"Good morning babe dont forget to eat you're breakfast. I love you muahh" my boyfriend chat on me.
Yeah I have a boyfriend and I'm so lucky 'cause our relationship became stronger even though we dont see each others faces in person and we only meet in rpw. In short we were in a long distance relationship and we've meet only in social media.
"Good morning too babe. You too, take care of yourself. I love you too more than myself muahh" I replyed to him. We were 1 year and 5 months now. Sometimes we quarrel but at the end of the day we end up laughing each others weirdo jokes.
AFTER 1 MONTHS
"Hi babe..How are you?." I ask him trough messenger chats.
He's acting busy nowadays. Before his always online. But now, he seldom go online. And when I'm online, he's gonna be offline minutes/hours before.
"Hello babe . . . I'm fine babe, dont worry about me. You should worry about yourself. Btw how are you? I'm sorry if I'm not always online like before. "I love you babe dont forget that" , he's so sweet as ever. Thats why I love him so much.
"You cant stop me worriying about you. I'm fine too like as always. And with that we start sweet conversations.
Our relationship went well and were 1 year and 5 months. But after we celebrate our monthsary he broke up with me. I ask him why?. Is he tired of me?. Did he lost his love at me?. Why a sudden change of heart?. But he replied . . .
"I love you babe but we are not for each other. If you doubt you're love to me please dont. I'm so happy with you and for all the time you've given to me. It's just that I'm the one who has problem not you. I'm sorry I think this is my last message and farewell to you. I have to go back where the world that I truly belong. I love you and goodbye."
That was his last and hurtful message to me. He didn't even waited for my reply before he deactivated his account.
I also leave on rpw 'cause I want to move on and fixed my broken heart. It was about 2month and I could say I'm a little bit okey. It's hard to move on, to forget, the person that you loved more than yourself. Well, thats life you must focus to your goal.
I was busy scrolling to my facebook account when a picture caught my eyes. I stalk his account 'cause I think this was his real account.
A single tear became two and until I cant count it anymore. Do know why?. I saw his picture inside a coffin sleeping peacefully like he dont have a problem. Together with a picture there was a message that the person who taged his account. I read and the message was. . .
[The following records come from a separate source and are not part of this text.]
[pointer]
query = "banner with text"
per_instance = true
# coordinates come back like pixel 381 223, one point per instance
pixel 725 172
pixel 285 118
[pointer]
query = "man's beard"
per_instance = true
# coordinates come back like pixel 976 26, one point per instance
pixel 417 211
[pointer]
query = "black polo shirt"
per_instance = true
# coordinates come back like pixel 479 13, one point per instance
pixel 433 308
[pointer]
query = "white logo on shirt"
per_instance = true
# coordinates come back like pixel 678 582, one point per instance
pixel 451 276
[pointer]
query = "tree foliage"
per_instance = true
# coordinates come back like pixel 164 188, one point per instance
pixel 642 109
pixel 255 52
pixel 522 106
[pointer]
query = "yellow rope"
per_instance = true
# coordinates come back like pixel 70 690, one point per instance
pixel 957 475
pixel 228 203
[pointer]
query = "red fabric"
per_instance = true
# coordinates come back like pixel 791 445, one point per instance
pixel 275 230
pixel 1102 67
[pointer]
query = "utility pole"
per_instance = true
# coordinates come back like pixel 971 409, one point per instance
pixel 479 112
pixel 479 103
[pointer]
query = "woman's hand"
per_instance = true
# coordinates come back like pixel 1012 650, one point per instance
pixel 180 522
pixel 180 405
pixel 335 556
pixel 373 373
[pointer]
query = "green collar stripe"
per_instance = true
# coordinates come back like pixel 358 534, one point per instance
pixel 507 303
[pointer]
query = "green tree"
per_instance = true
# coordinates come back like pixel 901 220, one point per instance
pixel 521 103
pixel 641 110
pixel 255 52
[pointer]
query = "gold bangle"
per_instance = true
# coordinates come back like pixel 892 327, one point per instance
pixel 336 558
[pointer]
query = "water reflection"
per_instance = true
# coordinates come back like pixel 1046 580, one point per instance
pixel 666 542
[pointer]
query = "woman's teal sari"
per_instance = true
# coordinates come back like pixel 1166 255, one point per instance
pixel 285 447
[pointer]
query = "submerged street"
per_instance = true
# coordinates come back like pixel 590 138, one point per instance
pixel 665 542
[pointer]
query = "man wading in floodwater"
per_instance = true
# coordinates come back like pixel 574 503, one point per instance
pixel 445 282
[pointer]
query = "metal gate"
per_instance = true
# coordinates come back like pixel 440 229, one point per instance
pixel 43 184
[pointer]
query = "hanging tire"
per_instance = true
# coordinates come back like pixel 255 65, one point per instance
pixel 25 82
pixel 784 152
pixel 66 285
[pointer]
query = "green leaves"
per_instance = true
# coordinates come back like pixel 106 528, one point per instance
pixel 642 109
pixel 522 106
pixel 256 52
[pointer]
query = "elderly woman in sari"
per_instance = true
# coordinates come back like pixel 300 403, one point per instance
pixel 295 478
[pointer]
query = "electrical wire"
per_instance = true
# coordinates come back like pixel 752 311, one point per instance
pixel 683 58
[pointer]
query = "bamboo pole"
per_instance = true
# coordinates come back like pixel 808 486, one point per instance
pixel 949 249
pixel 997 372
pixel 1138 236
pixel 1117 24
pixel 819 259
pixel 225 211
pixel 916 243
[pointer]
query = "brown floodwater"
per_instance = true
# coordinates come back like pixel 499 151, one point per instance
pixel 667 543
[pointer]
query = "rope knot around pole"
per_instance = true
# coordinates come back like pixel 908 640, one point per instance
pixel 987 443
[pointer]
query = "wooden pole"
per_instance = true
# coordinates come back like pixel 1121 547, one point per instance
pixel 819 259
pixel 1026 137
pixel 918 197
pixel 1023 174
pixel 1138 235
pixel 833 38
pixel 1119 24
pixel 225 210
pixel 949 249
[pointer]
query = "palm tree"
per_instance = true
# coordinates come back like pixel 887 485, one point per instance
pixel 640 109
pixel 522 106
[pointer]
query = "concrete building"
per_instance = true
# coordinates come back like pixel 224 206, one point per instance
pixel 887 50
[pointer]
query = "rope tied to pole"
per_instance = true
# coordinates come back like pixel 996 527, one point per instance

"You said you'll fight but why did you gave up so soon. You're so deceitful, we didnt spent more time together with our other friends but why you left us. You said you want to meet that girl you loved and say the real reason why you broke up with her. That you have a stage 4 brain tumor and I see that you're fighting so hard just to survied that disease. Fuck that disease how I wish I have a power to restore you life in this unfair world of ours. Rest in peace bro dont worry I'll treasure our friendship and wherever the girl you loved I'm sure his fine now even though she didnt know what was your real reason. I’ll miss you bro *sobs* sounds chessy but i mean it"
I scroll and i see his video.
It's the day of our 1year and sixth monthsary but sad to say we broke up this time.
"hello babe happy 1 year and 6 month eventhough we didnt make it 'cause I'm numb and coward man. I just don't want to hurt your feelings but I did now. I dont want you to feel the sadness that I'm feeling right now. It's okey that I'm the one who's suffering, 'cause maybe not now but soon I will be gone in this world. I love you babe and I'll keep watching you. Thanks for the love that you gave, the cares for our relationship to get stronger." he pause a little.
" If I die I wont felt so sad, or just a little. Do you why babe?. Because in a short period of time, I realize the true meaning of happiness and it's because of you. My wish for you babe was don't be sad. Always smile even if you have lots of problems that come to you. Dont forget to enjoy and be contented. Find a man who's better than me and can bring more happy memories on you. . ." thats the last message I got from him but I dont have last message for him.
"I’m sorry." the only last two words that was full of regrets.